As parents we have all done the routine check.... under the bed, in the closet, behind the toy bin... No Boogie Man, we say. I have always been able to reassure my little ones that there is no monster lurking in the night.... But that was BEFORE I met the Boogie Man!
He isn't at all what I would have expected, he isn't 10 feet tall with gnarling teeth and green eyes. In fact he is quite the opposite, invisible and silent and he doesn't fight fair! He doesn't hide in closets or dark spaces, or even in the dead of night.
We have now entered into a world that two months ago I knew nothing about... and now it consumes my thoughts. Our Boogie Man has a name, it's FPIES~ Food Protein Induced Enterocolitis Syndrome
How do you protect your sweet child from something you can't see? How do you pick up a spoon and put it in your child's mouth, not knowing if it will put him in the hospital?

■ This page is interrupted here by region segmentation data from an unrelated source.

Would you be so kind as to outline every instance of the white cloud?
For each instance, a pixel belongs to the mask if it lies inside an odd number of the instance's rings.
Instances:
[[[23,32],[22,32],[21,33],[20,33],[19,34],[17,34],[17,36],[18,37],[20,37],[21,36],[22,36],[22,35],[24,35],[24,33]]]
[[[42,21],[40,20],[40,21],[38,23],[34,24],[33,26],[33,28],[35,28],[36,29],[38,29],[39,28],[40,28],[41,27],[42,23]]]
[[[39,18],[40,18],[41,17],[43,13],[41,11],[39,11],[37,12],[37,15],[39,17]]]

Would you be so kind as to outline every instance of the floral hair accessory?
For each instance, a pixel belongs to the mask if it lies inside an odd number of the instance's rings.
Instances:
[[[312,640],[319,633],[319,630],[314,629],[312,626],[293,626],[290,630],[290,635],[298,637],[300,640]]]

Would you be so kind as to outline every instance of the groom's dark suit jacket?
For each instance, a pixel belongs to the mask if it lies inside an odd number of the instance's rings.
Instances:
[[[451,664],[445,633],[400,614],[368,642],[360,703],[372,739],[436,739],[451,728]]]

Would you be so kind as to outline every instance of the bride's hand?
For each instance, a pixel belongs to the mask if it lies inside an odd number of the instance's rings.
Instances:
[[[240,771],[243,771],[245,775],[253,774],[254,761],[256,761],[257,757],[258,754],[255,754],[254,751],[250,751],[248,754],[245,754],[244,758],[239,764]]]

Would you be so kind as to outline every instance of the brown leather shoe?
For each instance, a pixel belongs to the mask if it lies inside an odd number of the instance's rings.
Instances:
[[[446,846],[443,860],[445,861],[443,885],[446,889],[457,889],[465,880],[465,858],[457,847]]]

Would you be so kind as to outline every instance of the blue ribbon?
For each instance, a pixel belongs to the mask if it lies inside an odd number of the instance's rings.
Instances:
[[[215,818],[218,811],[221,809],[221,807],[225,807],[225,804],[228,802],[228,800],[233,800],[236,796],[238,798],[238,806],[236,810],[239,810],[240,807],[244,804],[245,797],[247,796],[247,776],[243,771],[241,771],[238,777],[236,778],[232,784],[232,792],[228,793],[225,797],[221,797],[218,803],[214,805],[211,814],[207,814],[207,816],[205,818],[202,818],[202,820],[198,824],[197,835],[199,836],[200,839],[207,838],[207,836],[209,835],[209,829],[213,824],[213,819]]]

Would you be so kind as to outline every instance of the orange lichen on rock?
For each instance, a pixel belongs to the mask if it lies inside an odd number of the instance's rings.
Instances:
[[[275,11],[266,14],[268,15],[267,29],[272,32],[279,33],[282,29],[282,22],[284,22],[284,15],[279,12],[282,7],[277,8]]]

How do you live in fear of crumbs? How do you go anywhere scared that someone will offer your child something without asking you?Not knowing the answers to these question is not only frustrating but frightening.
This is Cohen's story...
Our sweet boy has had such a hard beginning. His first 8 months of life have been filled with medications, needles, IV's, x-rays, hospital stays, and doctor appointments. He has an arm list of diagnoses and has had more medications then I care to mention, but he still smiles and laughs at all of those blue gloves that come his way. Our medical team of caregivers consists of a pediatrician, pediatric pulmonologist, and a pediatric gastroenterologist. It is a bit overwhelming to say the least but we are trying to get a grip on our new normal (which for some reason keeps getting redefined for us!)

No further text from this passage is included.